Kunsthalle: Schwebende Magnetbänder des Litauers Zilvinas Kempinas

Abgespult und weggeblasen

Säulen, nur scheinbar sakral: Auch Weihevolles fertigt Zilvinas Kempinas aus Videobändern. Foto: Wyckoff/Kunsthalle

Säulen, nur scheinbar sakral: Auch Weihevolles fertigt Zilvinas Kempinas aus Videobändern. Foto: Wyckoff/Kunsthalle

Von Brigitte Borchhardt-Birbaumer

Aufzählung Die Kunsthalle Wien feiert einen neuen Star am Kunsthimmel mit sechs Installationen: Zilvinas Kempinas, den 1969 in Litauen geborenen Künstler, der seit Jahren in New York lebt. Er wird Litauen 2009 auf der Biennale in Venedig vertreten, gewann 2007 den renommierten Calder-Preis und fiel heuer auf der Manifesta 7 in Bozen auf. Dabei verwendet er in der Kunsthalle ausschließlich abgelaufene Videobänder: kilometerlang abgespult und neu gespannt, erzeugen sie durchsichtige Raumteiler, Säulen und schwebende Ovalformen.

Man kennt die malerische Wirkung von Schatten, die durch Jalousien in einen Raum fallen: Scheinwerfer-Licht sorgt hier für einen ähnlichen Effekt. Der Wind von Ventilatoren gibt dem Ganzen Bewegung und Geräusch.

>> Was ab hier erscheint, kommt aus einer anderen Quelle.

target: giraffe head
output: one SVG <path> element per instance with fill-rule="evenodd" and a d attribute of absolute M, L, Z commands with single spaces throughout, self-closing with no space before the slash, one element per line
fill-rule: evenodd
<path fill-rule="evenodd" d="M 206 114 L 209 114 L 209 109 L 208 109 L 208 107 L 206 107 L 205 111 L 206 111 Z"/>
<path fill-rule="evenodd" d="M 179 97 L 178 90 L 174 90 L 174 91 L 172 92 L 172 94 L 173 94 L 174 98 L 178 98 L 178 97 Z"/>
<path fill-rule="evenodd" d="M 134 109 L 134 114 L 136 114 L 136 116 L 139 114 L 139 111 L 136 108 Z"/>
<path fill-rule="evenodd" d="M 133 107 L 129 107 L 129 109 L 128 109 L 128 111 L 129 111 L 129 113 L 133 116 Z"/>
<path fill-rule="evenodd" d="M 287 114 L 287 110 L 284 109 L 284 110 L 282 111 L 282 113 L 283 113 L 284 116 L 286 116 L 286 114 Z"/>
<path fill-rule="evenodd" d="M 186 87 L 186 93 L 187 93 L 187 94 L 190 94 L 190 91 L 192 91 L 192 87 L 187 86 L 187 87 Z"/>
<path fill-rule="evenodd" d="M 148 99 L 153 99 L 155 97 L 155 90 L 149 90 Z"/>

Freilich: Ohne Marcel Duchamps frühe Spiele mit dem Schatten wandelbarer Gegenstände, ohne die Minimal Art mit ihren kleinen geometrischen Interventionen und kinetischen Konzepten, auch ohne die ärmlichen Materialien der Arte povera und die Einbeziehung der Betrachter durch die Op-Art gäbe es diese Werke nicht. So schwingt hier eine Menge selbstreflexives Nachdenken über die Kunst und ihre Geschichte mit – wie so oft in der Postmoderne.

Das Augenmerk des Betrachters wird geschickt auf die magische Verwandlung von Räumen durch schwebende Linien und deren Flirren gelenkt – sowie auf die Verfremdung eines mittlerweile betagten Materials. Wer erinnert sich nicht an den Verlust eines Tonbands durch Riss oder Verwirrung zum Knäuel? Durch die Geräuschkulisse der schwirrenden Bänder ist diese Nostalgie kaum zu unterdrücken. Doch liegt in dieser Ausstellung offenbar nur wenig Ironie begraben, mehr ist sie ein Lehrstück an Leichtigkeit der minimalen konzeptuellen Eingriffe.

Am Rand zur Lächerlichkeit

Kempinas erzeugt mit dem leichten und billigen Material nicht nur reduzierte Schwebeplastiken, unter denen die Besucher – bei günstigem Aufwind durch die Ventilatoren – durchschlüpfen können, sondern auch einen Tempelraum mit Säulen. Die Bewegung, Durchsicht und Schwingung nehmen dem erhabenen Architekturthema die Schwere, wieder kommt man am Rand zur Lächerlichkeit an.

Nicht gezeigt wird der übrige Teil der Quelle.